掲載日 : [2019-10-02] 照会数 : 7615
朝鮮通信使 善隣友好の径路を歩く<31>神奈川(箱根宿)
[ 第11回朝鮮通信使の一行が休憩した「松雲寺」 ] [ 徳川幕府が朝鮮通信使のために整備した旧街道石畳の道 ] [ 白水坂の石碑 ]
役人全員が土下座して関所を通す
申維翰が記した紀行文『海游録』を読んでいると、夜も深まってから朝鮮通信使は「三島」に着き、日の出と共に三島宿を出発している。このような強行軍に加えて、箱根越えという難行が待ち構えていた。雨森芳洲が嘆いている。「この嶺は奇険、馬をもってすれば我を傷つけるを恐れ、輿をもってすれば人を傷つけるを恐る。みずから労するに如(し)くはない」
私は「箱根関所」に行く途中、箱根西坂の中央に位置する三ツ谷新田の「松雲寺」を訪れた。朝鮮通信使(第11回目)は、この寺で休憩している。お寺は本堂と庫裡(くり)を改築して通信使を迎えた。
次の「元箱根港」行きのバスを待つ間、私は寺の周辺を散策した。この地域に三つの谷があることから「三ツ谷」と名付けたという説があるが、お寺から望む風景は、そのことを定説とするが如く奥深く崇高な眺めだった。
バスに乗って約30分ほどで「箱根関所跡」に着いた。文明のありがたさで、バスは大きく揺れたが冷房の効く心地よい峠越えだった。
平成19年(2007年)、徳川幕府が東海道に設けた「箱根関所」を復元した施設ができた。関所の役割は、江戸に入る武器類と江戸から出ていく人に対して特に厳しく監視するところであった。朝鮮通信使が大番所の新調された幕の前を通るときには、関所役人全員が土下座して行列を迎えたのである。もちろん関所改めはなかった。
再び『海游録』を引用すると、「山高ければ気寒く、気寒ければ残雪すること、あたかもわが朝鮮北土の長白山(白頭山)の如し」申維翰は感傷的になったのか……。
残念ながらこの日の富士山はご機嫌斜めで、姿を現すことはなかった。
さらに登る。

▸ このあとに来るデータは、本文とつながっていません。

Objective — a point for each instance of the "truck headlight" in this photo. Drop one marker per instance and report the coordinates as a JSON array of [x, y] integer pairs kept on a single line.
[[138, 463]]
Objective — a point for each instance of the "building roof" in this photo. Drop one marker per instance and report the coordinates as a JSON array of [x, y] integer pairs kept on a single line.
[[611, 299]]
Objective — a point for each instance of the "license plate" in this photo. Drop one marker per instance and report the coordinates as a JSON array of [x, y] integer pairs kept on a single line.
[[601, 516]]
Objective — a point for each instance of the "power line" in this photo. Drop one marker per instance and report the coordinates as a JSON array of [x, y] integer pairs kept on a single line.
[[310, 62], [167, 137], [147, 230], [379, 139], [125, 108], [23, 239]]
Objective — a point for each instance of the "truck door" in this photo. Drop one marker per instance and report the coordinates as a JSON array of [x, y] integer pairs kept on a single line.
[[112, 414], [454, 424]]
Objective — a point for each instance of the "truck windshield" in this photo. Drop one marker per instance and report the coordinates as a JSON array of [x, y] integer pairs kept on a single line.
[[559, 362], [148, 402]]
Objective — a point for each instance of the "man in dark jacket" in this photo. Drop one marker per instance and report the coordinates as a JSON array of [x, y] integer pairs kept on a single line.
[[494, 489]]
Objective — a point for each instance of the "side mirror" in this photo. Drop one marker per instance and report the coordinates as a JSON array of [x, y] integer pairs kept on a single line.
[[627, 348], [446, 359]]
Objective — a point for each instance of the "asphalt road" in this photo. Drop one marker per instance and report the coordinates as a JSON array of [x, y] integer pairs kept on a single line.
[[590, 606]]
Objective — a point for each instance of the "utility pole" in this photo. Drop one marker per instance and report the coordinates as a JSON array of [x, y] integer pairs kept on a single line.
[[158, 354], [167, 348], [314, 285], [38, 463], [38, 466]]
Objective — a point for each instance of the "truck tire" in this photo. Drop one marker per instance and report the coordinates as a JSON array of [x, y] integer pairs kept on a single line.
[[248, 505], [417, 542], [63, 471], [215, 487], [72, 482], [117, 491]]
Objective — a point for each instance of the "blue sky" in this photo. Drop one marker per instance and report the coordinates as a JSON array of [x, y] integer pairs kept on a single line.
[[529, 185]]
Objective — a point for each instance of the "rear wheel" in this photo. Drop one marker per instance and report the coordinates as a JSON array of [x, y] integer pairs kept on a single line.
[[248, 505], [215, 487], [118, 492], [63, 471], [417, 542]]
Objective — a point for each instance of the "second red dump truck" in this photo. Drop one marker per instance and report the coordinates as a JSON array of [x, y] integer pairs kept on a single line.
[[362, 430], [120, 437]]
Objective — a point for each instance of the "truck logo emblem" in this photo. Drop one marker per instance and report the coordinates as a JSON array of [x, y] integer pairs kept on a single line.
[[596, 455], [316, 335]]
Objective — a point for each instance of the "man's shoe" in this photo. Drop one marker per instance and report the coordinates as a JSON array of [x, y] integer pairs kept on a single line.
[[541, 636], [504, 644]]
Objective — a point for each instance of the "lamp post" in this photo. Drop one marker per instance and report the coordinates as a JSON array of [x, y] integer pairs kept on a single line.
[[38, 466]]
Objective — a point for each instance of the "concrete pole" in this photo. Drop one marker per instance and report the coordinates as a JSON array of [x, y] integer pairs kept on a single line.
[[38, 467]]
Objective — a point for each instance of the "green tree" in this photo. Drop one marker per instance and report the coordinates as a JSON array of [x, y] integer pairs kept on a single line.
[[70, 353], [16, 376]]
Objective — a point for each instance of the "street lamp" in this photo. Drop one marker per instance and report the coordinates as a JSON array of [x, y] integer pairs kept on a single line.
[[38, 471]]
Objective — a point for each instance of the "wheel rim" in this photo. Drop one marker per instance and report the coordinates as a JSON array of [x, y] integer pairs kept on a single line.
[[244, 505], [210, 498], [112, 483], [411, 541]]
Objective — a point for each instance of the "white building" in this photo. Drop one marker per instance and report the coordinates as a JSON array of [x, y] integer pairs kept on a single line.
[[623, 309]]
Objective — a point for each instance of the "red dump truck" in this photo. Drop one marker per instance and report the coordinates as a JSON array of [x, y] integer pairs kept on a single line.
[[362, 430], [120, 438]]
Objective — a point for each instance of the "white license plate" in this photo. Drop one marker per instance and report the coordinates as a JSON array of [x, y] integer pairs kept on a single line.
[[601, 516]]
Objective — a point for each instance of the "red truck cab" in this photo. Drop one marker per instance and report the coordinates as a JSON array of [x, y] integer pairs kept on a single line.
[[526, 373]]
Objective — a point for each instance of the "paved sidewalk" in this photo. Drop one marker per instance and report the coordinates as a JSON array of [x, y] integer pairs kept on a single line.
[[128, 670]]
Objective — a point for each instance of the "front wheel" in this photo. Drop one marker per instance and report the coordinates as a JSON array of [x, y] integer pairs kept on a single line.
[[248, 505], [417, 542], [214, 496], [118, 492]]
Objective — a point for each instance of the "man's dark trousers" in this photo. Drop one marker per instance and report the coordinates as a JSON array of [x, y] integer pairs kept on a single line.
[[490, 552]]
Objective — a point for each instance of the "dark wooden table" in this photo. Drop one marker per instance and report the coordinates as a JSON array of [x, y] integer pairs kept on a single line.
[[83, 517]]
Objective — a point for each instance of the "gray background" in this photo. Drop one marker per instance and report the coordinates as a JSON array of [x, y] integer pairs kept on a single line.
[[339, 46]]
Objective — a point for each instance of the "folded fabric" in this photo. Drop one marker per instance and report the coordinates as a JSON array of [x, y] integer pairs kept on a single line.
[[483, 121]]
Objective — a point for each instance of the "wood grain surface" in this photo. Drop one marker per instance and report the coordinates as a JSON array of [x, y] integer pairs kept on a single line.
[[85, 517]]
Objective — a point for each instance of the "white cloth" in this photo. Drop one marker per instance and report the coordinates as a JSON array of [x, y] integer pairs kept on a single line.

国土交通省の「街道について」には、なぜ石畳を街道に敷くようになったかその要因が書かれていた。
箱根八里は東海道の最大の難所。ひとたび雨や雪などが降ると、旅人は泥まみれになってしまう。
朝鮮通信使(第3回目)の記録によると、街道に群生していた「箱根竹」を敷きつめたのだが竹は腐る。多くの竹と人手、そのためお金が必要となる。そこで幕府は、延宝8年(1680)に箱根峠から三島宿に至る西坂のうち、約10㎞を石畳の道にした。国道1号線に架かる所には、白水坂の石碑がさりげなく置かれていた。
江戸時代の箱根古地図には、箱根八里を記す茶色の太線。そこには朝鮮通信使の扁額がある「早雲寺」の印があった。私はその寺に向ってバスを待った。